Les vérités qu’on aime le moins à apprendre sont celles que l’on a le plus d’intérêt à savoir.

Proverbe chinois

Ça devient difficile d'être de gauche, surtout si l'on est pas de droite

Guy Bedos 

DÉCLARATION de l’ACADÉMIE FRANÇAISE

sur l'ÉCRITURE

dite « INCLUSIVE »

adoptée à l’unanimité de ses membres dans la séance du jeudi 26 octobre 2017

Prenant acte de la diffusion d’une « écriture inclusive » qui prétend s’imposer comme norme, l’Académie française élève à l’unanimité une solennelle mise en garde. La multiplication des marques orthographiques et syntaxiques qu’elle induit aboutit à une langue désunie, disparate dans son expression, créant une confusion qui confine à l’illisibilité. On voit mal quel est l’objectif poursuivi et comment il pourrait surmonter les obstacles pratiques d’écriture, de lecture – visuelle ou à voix haute – et de prononciation. Cela alourdirait la tâche des pédagogues. Cela compliquerait plus encore celle des lecteurs.

Plus que toute autre institution, l’Académie française est sensible aux évolutions et aux innovations de la langue, puisqu’elle a pour mission de les codifier.

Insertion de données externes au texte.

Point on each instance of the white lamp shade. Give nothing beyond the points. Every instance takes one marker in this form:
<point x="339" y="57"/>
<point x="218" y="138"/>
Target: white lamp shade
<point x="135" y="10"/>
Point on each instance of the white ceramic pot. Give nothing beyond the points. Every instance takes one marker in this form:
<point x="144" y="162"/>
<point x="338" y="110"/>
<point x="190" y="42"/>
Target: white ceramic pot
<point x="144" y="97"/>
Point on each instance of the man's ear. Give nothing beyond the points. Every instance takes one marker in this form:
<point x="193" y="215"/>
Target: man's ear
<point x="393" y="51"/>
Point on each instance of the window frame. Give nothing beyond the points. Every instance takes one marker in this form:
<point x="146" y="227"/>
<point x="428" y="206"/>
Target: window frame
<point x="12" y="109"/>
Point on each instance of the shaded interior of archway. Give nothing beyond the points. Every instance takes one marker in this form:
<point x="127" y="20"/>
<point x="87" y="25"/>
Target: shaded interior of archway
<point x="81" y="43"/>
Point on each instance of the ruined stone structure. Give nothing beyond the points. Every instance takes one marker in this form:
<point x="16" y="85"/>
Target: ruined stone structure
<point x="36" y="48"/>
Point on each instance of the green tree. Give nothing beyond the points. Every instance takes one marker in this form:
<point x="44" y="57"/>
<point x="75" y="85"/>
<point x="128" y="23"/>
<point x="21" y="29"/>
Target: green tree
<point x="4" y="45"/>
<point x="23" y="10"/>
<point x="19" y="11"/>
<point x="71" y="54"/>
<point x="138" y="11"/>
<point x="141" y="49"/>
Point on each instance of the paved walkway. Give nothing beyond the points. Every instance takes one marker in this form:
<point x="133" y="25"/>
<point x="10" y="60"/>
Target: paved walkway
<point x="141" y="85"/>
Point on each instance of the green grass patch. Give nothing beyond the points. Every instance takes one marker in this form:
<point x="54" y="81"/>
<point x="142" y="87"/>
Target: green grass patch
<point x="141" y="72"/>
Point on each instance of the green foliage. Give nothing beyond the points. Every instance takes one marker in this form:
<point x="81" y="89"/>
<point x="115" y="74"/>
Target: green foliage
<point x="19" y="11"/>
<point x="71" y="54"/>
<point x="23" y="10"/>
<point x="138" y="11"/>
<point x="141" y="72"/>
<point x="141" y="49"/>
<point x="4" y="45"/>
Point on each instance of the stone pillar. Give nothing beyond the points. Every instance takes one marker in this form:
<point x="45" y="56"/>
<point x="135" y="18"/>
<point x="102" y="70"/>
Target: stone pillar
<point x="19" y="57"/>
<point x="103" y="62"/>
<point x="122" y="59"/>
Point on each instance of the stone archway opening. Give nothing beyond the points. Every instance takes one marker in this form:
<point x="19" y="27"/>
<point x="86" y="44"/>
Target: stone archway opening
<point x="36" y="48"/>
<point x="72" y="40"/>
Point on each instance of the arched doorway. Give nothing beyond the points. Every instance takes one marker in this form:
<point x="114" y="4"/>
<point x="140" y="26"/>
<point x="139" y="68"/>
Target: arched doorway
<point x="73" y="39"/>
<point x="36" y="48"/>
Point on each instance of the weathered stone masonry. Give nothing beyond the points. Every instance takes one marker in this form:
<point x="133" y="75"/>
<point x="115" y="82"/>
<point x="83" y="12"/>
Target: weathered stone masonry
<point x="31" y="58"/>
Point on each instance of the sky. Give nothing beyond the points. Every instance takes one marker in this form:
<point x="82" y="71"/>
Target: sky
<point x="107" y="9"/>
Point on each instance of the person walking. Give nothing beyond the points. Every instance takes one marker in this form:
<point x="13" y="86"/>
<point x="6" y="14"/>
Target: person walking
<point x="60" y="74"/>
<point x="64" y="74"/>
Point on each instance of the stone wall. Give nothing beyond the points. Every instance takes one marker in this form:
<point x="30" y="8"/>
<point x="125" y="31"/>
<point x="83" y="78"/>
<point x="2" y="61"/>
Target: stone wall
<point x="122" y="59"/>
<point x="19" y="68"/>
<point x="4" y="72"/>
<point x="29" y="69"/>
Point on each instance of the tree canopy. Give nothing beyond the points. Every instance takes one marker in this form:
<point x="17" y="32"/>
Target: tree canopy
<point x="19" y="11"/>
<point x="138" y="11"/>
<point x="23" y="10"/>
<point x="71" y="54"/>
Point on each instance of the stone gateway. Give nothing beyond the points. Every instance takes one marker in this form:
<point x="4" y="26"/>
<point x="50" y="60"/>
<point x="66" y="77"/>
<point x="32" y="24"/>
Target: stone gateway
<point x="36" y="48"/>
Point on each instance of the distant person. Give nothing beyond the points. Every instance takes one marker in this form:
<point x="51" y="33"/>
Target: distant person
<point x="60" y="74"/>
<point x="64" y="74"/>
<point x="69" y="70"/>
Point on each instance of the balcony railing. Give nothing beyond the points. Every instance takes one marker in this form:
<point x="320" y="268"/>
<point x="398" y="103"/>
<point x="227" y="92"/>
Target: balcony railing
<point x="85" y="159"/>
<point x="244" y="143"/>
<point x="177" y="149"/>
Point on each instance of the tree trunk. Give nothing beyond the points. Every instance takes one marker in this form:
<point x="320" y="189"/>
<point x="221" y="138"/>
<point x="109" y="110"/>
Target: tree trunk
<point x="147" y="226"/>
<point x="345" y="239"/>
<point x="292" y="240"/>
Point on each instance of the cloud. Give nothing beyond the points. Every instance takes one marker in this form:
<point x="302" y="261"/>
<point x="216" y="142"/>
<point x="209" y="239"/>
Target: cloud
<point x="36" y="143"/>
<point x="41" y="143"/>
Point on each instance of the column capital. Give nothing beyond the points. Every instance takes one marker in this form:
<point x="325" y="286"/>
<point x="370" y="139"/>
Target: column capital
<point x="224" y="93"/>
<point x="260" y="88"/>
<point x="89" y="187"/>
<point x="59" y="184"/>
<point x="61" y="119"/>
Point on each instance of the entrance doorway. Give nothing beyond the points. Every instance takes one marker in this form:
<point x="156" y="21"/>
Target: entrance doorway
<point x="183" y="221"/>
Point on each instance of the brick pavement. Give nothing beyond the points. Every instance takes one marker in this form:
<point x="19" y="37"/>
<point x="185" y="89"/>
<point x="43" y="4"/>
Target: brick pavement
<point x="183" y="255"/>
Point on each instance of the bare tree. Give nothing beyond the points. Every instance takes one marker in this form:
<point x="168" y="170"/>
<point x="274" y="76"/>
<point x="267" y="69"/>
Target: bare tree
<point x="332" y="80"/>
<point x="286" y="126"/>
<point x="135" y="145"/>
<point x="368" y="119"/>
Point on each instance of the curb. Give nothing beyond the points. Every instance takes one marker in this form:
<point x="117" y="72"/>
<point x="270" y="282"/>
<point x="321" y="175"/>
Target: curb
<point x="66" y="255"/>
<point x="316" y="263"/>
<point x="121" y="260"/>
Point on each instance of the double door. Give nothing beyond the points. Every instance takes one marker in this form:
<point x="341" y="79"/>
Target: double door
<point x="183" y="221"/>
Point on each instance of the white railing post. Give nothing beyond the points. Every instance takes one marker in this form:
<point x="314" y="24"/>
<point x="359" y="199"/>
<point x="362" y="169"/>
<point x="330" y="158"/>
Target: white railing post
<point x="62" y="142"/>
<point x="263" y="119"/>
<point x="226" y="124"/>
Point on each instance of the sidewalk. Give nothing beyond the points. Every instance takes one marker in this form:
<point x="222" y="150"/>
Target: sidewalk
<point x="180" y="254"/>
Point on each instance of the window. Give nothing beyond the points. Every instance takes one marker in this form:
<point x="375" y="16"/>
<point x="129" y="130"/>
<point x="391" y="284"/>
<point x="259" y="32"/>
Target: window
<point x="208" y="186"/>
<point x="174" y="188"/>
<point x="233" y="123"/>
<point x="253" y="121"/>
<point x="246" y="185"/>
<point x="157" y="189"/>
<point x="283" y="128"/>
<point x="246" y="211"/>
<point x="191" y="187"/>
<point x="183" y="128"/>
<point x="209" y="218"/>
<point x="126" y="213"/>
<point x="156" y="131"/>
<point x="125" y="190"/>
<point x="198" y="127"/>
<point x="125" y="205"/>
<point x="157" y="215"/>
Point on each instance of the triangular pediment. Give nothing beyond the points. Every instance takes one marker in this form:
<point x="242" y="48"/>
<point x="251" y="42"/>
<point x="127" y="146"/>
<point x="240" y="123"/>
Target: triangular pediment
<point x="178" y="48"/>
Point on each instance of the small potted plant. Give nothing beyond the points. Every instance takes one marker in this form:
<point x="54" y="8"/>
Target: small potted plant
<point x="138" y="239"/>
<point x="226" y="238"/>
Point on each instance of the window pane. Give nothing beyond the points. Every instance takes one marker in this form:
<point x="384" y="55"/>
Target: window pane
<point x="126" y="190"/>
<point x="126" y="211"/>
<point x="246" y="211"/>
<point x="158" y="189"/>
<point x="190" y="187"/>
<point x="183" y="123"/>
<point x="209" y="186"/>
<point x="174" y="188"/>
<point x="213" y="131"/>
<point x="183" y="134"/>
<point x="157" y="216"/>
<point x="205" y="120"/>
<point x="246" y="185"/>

En cette occasion, c’est moins en gardienne de la norme qu’en garante de l’avenir qu’elle lance un cri d’alarme : devant cette aberration « inclusive », la langue française se trouve désormais en péril mortel, ce dont notre nation est dès aujourd’hui comptable devant les générations futures.

Il est déjà difficile d’acquérir une langue, qu’en sera-t-il si l’usage y ajoute des formes secondes et altérées ? Comment les générations à venir pourront-elles grandir en intimité avec notre patrimoine écrit ? Quant aux promesses de la francophonie, elles seront anéanties si la langue française s’empêche elle-même par ce redoublement de complexité, au bénéfice d’autres langues qui en tireront profit pour prévaloir sur la planète.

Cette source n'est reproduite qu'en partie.